The major contributing factor in relevance scoring is the frequency of the user's search terms in matching EBSCOhost metadata and full-text records. Like all search engines, EBSCOhost begins by finding records that contain the words that match the user's search query. Some matching fields are considered more important than others for relevance scoring purposes and are weighted to take advantage of their relative importance.
Maximizing Accuracy with Field Ranking
The fields below are the most influential fields used in relevance ranking calculations, and are listed in order of influence.
- Subject heading
- Author-supplied keywords
Additional metadata fields, beyond those listed above, also contribute to relevance scoring.
Minimizing Full Text Influence
To minimize the influence of high-frequency hits on matching words in full-text documents, such as long scholarly articles, eBooks, and government reports, the full-text field has the lowest field weight. Additionally, the relevance ranking algorithm uses a normalization scoring model so that very high hit counts in full-text documents do not artificially inflate relevance scores for these documents.

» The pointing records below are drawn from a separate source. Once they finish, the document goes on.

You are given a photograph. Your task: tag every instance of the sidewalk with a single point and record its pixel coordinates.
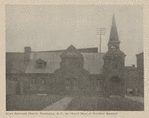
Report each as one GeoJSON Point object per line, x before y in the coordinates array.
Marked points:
{"type": "Point", "coordinates": [136, 98]}
{"type": "Point", "coordinates": [60, 105]}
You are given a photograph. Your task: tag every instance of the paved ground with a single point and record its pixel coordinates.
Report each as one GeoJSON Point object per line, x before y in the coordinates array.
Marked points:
{"type": "Point", "coordinates": [135, 98]}
{"type": "Point", "coordinates": [60, 105]}
{"type": "Point", "coordinates": [30, 102]}
{"type": "Point", "coordinates": [102, 104]}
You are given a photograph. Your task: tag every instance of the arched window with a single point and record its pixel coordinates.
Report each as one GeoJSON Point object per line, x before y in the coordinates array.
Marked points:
{"type": "Point", "coordinates": [43, 81]}
{"type": "Point", "coordinates": [33, 81]}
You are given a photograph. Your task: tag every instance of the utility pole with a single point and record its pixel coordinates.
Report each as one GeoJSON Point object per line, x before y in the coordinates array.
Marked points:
{"type": "Point", "coordinates": [101, 31]}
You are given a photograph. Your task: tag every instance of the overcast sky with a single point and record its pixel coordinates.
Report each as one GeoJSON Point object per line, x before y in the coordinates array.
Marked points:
{"type": "Point", "coordinates": [54, 27]}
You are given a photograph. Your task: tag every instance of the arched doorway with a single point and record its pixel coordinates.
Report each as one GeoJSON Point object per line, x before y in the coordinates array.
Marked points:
{"type": "Point", "coordinates": [115, 86]}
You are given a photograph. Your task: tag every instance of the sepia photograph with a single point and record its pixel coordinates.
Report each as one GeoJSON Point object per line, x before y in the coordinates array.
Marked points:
{"type": "Point", "coordinates": [74, 57]}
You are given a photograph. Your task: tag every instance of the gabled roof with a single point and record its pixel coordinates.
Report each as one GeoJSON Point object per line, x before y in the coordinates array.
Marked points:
{"type": "Point", "coordinates": [93, 62]}
{"type": "Point", "coordinates": [114, 52]}
{"type": "Point", "coordinates": [15, 63]}
{"type": "Point", "coordinates": [71, 51]}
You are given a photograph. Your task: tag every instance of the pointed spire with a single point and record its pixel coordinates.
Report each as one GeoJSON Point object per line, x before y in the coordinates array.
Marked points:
{"type": "Point", "coordinates": [113, 33]}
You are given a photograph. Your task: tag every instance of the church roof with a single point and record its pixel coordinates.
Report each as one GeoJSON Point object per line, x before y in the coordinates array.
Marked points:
{"type": "Point", "coordinates": [15, 63]}
{"type": "Point", "coordinates": [114, 52]}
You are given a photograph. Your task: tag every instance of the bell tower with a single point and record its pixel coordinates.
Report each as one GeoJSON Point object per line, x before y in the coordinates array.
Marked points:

Specific content attributes of matching records may also contribute to relevance scoring. These content attributes include:
- Publication date
- Publication type
- Peer reviewed or not
- Document length
Points are added to the relevance score based on criteria not specific to the user's search terms. Examples include:
- EBSCOhost will prioritize ranking of newly published records and peer-reviewed records over older and non-peer-reviewed equivalents.
- Records identified as a publication type of "book review" or "news" receive a lower relevance weighting than other publication types.
Additionally, specific fields may be configured to support a 'Field Match' boost. For example, a relevance scoring boost is applied when the user's query exactly matches the title field of a library catalog record. The boost is configured so that each non-matching term causes the boost points to be decremented by a specified amount down to a minimum boost for partial matches.
Search terms often include adjacent words that form a phrase. A document containing the phrase is usually more relevant than one that contains the words in isolation. Documents with the phrase receive a scoring adjustment in their favor. This adjustment is an implicit phrase bias, (or adjacency bias), for words in exact order adjacent to one another. It applies to search terms that are implicit phrases, meaning the words are not explicitly identified as a phrase by quotation marks. All things being equal, documents with implicit phrases found in citation fields, which match the search terms, will rank higher than documents that contain only the individual words. Adjacency bias does not guarantee that documents with implicit phrases will rank higher than those without the phrases. Also, adjacency bias does not apply to words found in the full text of documents.
Delivering Relevant Results
The various factors described above combine to produce a composite EBSCOhost relevance score for all matching items for a given EBSCOhost search. These scores determine the order of records in the EBSCOhost results list. There is no simple formula for relevance ranking, but a multitude of factors that vary based on the user's query, the content searched, and EBSCOhost profile settings. As an area of active development, we continually tune and improve relevance ranking to give users the results they want for every search, in every context.